Right now, about 10%—or 3,253—of Missouri coronavirus cases are for persons between the ages of 0 to 19. While it’s true that only one child has died in Missouri thus far, adults serve those in those buildings too. Anyone who’s ever worked in a school building knows how difficult it is to maintain social distancing, keep masks on, and follow other sanitary norms as outlined by the CDC in a school with children still growing in their understanding of societal norms. 

Which students are more likely to have more school resources in the form of cleaner schools, full hand soap and sanitizer dispensers, clean water, sanitary wipes for desks, full-time guidance counselors and social workers, and custodians?

Which students are more likely to face environmental racism, lack of health care, and substandard water and food sustenance? Which students are more likely to be ignored when these concerns get brought to the table? 

Read More: 40 people infected with COVID-19 after Alabama church event

How can we trust that any policymaker will do for Black students what they could have been doing before this pandemic in the way of keeping schools clean and safe? Similar to how white parents exerted their power by enrolling in private schools to avoid integrating with their Black neighbors, white families are considering creating their own pods so they can continue schooling their own children while Black families are less likely to do this, thereby exacerbating the opportunity gaps that have existed pre-COVID-19. 

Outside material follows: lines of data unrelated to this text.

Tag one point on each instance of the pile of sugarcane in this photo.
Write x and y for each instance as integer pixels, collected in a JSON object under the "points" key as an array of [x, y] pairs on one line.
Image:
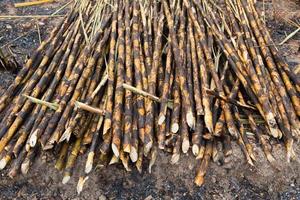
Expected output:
{"points": [[119, 79]]}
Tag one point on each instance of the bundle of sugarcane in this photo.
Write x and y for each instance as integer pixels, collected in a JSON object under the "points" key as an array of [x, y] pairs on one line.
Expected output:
{"points": [[117, 80]]}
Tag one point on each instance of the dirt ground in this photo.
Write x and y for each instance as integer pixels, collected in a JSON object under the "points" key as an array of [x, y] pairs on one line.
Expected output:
{"points": [[233, 180]]}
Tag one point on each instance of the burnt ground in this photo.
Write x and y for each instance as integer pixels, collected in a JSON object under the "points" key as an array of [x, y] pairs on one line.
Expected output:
{"points": [[233, 180]]}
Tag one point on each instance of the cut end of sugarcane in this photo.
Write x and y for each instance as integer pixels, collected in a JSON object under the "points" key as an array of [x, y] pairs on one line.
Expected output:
{"points": [[289, 149], [147, 148], [139, 167], [175, 158], [89, 163], [185, 146], [114, 160], [27, 147], [295, 133], [199, 180], [190, 119], [13, 173], [126, 165], [161, 145], [249, 161], [133, 154], [228, 152], [66, 135], [274, 132], [270, 158], [3, 163], [25, 167], [233, 132], [153, 160], [161, 119], [115, 150], [127, 148], [48, 146], [195, 149], [200, 154], [33, 139], [81, 183], [66, 179], [174, 127]]}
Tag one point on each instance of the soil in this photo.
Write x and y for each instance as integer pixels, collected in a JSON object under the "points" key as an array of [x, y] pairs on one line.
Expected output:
{"points": [[233, 180]]}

It’s this confluence of conditions pre-COVID-19 that we’ve known were perilous to Black kids: lack of universal health care, economic disparity, racism, and the scourge of child poverty. Governor Parson knows they’ll contract the virus and still finds it permissible to continue forth with the death march.

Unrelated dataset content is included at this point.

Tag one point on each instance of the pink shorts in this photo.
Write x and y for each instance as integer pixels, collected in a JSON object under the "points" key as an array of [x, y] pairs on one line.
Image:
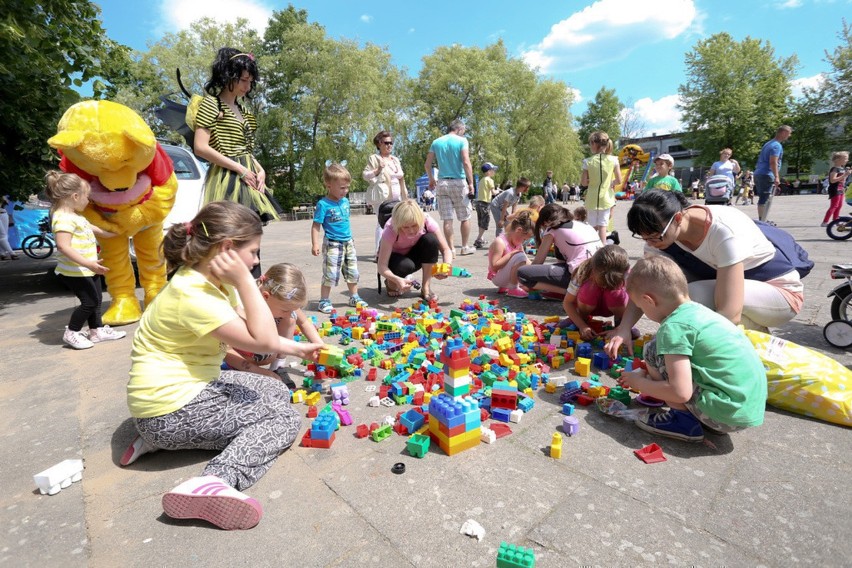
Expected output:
{"points": [[591, 294]]}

The walls have closed us in, and we keep paying for them.

José Luis Vilson is a full-time math teacher, writer, speaker, and activist in New York City. He is the author of This Is Not A Test: A New Narrative on Race, Class, and Education has spoken about education, math, and race for a number of organizations and publications, including the New York Times. He is a National Board Certified teacher, a Math for America master teacher, and the executive director of EduColor.